Neben all den Tanznummern mit reichlich Wumms und mehr als nur ein bisschen Glitzer-Glitzer gibt es in Rotterdam dieses Jahr aber auch genügend Abwechslung zu hören: Hooverphonic aus Belgien bieten mit „The Wrong Place“atmosphärischen Pop, ebenso die stilvollen The Black Mamba aus Portugal („Love Is on My Side“). Blind Channel aus Finnland setzen für „Dark Side“gar auf ESCuntypischen Hardcore und lassen ihre Mähnen kreisen. Rock spielt auch die italienische Band Måneskin, die mit ihrem Song „Zitti e buoni“von den Buchmachern auf Platz eins geführt wird, gefolgt vom selbstbewussten Power-Song aus Malta (Destiny mit „Je me casse“). Auf den Plätzen drei und vier landen mit Frankreich (Edith-Piaf-Bewunderin Barbara Pravi, „Voilà“) und der Schweiz (Gjon’s Tears „Tout l’univers“) aber doch wieder recht klassische Balladen.

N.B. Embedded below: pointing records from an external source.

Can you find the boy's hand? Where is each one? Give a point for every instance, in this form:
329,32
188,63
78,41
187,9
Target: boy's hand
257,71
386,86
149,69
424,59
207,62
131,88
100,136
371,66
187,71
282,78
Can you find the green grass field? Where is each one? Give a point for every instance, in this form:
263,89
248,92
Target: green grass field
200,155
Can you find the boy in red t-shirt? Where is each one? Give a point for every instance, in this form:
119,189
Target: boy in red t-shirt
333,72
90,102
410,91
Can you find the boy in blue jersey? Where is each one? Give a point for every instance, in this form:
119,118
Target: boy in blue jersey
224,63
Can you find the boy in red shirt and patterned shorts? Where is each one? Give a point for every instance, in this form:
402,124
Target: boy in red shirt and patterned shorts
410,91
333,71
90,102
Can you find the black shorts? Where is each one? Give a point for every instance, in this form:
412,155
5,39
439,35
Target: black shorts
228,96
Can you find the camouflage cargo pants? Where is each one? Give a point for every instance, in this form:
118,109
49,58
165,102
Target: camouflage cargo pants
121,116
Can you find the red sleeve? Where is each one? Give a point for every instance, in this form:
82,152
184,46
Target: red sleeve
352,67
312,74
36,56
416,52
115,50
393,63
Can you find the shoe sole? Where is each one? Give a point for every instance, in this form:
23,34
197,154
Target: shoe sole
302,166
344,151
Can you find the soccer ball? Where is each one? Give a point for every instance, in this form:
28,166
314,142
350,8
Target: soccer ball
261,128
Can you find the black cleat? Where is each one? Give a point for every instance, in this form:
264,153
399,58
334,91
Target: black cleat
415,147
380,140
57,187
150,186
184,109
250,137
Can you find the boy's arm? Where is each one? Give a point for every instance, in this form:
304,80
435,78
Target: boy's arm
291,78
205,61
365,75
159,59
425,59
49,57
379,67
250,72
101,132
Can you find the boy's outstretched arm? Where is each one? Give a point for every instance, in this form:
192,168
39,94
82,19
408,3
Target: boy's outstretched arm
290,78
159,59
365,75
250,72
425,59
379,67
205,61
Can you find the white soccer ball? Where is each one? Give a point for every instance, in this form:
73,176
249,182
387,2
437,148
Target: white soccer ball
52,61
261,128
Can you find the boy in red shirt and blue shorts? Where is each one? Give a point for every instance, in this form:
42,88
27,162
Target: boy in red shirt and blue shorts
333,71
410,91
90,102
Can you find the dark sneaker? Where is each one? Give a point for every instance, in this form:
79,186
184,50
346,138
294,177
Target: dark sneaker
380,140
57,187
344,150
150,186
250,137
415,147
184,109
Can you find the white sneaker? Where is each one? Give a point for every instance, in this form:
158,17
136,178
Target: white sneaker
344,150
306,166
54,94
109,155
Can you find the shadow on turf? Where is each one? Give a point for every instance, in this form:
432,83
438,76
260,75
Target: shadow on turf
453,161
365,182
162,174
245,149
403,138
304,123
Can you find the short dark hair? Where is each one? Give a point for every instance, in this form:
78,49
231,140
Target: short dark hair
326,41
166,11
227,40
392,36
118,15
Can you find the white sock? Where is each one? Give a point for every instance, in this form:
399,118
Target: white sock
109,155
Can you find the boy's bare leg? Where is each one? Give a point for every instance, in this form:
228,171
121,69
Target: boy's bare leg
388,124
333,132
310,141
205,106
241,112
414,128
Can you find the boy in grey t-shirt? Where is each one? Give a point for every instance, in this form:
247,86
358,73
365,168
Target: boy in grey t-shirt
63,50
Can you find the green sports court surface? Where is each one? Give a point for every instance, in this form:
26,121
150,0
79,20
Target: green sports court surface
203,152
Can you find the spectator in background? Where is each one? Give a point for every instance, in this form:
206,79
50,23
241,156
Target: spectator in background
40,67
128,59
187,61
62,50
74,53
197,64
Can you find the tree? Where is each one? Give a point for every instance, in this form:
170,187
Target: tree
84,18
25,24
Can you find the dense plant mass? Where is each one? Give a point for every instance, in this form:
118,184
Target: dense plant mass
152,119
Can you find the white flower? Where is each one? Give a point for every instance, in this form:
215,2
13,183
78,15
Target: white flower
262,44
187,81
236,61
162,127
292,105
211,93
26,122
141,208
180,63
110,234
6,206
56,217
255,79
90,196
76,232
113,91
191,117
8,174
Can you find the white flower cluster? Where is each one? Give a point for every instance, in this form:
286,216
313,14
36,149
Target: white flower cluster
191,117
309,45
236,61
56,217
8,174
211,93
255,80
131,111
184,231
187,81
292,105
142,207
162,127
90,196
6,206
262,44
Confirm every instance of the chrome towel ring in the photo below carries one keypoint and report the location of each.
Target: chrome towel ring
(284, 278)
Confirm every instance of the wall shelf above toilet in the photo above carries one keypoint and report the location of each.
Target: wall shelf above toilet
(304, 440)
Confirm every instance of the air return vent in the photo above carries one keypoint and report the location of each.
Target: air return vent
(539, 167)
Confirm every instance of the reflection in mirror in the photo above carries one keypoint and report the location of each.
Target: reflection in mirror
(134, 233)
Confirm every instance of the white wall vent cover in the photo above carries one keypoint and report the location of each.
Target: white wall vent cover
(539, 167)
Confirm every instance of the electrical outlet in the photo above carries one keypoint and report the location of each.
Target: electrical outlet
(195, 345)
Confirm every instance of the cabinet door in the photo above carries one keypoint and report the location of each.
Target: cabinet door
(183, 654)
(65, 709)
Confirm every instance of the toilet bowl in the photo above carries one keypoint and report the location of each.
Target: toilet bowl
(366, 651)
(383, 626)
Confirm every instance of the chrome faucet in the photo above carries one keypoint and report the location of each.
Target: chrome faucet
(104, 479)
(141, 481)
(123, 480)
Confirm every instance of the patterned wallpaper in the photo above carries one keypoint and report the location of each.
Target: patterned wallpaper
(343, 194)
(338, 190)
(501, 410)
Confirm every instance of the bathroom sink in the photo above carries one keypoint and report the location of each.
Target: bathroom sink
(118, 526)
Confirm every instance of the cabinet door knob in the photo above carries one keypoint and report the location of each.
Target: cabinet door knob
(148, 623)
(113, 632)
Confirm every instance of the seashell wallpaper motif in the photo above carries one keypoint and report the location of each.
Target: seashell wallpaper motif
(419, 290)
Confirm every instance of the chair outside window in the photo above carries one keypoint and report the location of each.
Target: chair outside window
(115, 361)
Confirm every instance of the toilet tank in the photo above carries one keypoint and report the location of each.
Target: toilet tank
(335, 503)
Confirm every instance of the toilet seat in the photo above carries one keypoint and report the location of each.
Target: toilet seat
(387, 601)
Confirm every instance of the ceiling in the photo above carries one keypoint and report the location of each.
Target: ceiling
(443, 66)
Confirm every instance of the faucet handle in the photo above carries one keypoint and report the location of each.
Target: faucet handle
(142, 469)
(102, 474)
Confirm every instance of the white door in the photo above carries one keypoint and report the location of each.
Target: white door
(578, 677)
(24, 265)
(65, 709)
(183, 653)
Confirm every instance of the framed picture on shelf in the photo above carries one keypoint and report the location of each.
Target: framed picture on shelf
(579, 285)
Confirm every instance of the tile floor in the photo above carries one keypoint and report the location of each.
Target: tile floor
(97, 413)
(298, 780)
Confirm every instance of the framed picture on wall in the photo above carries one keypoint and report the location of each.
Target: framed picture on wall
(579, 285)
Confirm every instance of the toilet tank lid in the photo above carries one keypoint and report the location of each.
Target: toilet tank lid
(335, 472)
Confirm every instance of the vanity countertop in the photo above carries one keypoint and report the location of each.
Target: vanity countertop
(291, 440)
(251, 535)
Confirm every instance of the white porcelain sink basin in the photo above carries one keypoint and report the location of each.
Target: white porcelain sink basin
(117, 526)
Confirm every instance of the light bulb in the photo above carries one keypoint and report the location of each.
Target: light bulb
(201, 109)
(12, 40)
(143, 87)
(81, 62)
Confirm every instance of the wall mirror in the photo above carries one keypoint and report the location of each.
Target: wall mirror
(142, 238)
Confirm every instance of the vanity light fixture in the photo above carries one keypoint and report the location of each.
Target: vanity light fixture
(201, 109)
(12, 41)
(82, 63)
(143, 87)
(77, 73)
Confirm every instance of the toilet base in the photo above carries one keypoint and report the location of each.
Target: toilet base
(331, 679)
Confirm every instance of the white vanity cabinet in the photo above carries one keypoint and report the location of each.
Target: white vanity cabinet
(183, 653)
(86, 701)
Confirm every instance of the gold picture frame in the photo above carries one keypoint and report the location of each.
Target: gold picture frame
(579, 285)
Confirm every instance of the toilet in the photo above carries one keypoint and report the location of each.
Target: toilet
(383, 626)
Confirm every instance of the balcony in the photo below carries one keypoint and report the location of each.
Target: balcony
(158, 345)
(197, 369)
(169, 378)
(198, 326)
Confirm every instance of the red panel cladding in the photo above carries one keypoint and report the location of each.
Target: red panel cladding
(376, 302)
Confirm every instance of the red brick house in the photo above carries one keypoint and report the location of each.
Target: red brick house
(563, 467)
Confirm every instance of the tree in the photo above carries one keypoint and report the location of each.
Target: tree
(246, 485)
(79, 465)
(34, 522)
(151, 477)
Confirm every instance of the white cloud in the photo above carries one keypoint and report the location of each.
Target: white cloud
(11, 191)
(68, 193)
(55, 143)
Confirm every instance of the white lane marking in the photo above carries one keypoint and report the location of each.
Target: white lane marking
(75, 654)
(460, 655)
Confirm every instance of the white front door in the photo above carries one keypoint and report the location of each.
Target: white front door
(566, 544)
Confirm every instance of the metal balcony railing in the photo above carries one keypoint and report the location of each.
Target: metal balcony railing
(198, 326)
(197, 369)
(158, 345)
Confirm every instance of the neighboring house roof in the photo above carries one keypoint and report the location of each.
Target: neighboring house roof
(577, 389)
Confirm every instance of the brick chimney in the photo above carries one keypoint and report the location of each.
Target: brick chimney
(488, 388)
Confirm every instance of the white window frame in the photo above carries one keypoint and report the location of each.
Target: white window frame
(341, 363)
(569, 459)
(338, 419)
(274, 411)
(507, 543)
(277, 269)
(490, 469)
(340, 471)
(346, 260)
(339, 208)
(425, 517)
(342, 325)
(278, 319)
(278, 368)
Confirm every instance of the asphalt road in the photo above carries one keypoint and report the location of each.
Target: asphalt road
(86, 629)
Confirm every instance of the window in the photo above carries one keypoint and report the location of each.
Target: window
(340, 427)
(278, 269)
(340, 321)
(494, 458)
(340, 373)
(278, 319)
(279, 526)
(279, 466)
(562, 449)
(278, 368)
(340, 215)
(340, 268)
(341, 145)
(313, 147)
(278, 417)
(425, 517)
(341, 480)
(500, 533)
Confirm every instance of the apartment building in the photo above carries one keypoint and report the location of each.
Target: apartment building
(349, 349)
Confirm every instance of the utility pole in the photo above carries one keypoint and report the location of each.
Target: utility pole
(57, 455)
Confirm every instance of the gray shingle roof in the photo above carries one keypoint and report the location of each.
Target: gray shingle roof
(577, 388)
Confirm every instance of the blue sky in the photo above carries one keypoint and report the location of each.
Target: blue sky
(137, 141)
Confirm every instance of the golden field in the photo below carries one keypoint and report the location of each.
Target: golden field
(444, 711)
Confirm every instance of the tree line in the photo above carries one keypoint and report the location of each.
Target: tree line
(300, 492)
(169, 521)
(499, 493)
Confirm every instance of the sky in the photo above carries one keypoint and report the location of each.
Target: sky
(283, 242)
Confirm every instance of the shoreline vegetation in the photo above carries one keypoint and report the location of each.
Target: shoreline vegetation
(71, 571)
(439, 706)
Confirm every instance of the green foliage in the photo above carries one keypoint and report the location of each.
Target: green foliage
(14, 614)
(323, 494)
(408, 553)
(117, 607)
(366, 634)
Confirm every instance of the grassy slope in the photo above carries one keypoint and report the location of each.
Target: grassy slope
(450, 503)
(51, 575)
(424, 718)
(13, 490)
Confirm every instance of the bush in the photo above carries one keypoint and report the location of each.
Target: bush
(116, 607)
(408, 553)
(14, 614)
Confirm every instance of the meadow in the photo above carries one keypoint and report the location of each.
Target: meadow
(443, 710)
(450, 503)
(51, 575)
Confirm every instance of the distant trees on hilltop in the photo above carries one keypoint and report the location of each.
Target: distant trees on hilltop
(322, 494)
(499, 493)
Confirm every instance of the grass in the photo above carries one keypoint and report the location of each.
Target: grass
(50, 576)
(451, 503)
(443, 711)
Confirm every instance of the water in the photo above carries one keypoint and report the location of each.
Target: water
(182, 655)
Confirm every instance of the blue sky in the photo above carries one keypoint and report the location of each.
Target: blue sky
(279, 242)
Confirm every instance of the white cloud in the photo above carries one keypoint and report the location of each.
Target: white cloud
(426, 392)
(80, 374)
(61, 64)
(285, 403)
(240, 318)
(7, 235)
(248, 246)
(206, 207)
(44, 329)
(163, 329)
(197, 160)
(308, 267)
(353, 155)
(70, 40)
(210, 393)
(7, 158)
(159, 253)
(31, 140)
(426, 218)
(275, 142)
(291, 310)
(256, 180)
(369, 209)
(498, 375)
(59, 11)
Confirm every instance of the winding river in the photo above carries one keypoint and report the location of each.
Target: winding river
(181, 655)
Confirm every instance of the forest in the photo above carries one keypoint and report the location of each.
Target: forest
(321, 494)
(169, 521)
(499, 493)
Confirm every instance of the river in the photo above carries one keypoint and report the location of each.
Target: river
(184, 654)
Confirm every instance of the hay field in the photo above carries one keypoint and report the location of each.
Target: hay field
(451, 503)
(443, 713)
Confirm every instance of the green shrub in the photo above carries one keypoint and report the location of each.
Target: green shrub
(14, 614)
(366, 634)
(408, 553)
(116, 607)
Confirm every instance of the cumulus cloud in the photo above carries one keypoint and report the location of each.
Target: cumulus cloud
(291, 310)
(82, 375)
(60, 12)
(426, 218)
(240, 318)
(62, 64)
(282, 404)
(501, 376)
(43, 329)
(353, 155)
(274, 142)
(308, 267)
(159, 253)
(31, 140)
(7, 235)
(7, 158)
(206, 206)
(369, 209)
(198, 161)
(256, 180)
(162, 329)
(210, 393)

Ein paar Dinge ändern sich beim ESC eben doch nicht. Dazu gehört auch ein vielversprechendes Rahmenprogramm, das bei den Halbfinals bereits beeindruckende Tanzdarbietungen und Auftritte früherer ESC-Gewinner aufbot. Für heute Abend war auch Duncan Laurence gesetzt, der mit seinem Sieg vor zwei Jahren in Tel Aviv den Wettbewerb in die Niederlande holte. Allerdings hat auch er sich in den vergangenen Tagen infiziert – und wird nun ebenfalls wohl nur via Video vertreten sein.
ESC: Finale heute (ARD), 21 Uhr; um 20.15 Uhr: Countdown für Rotterdam.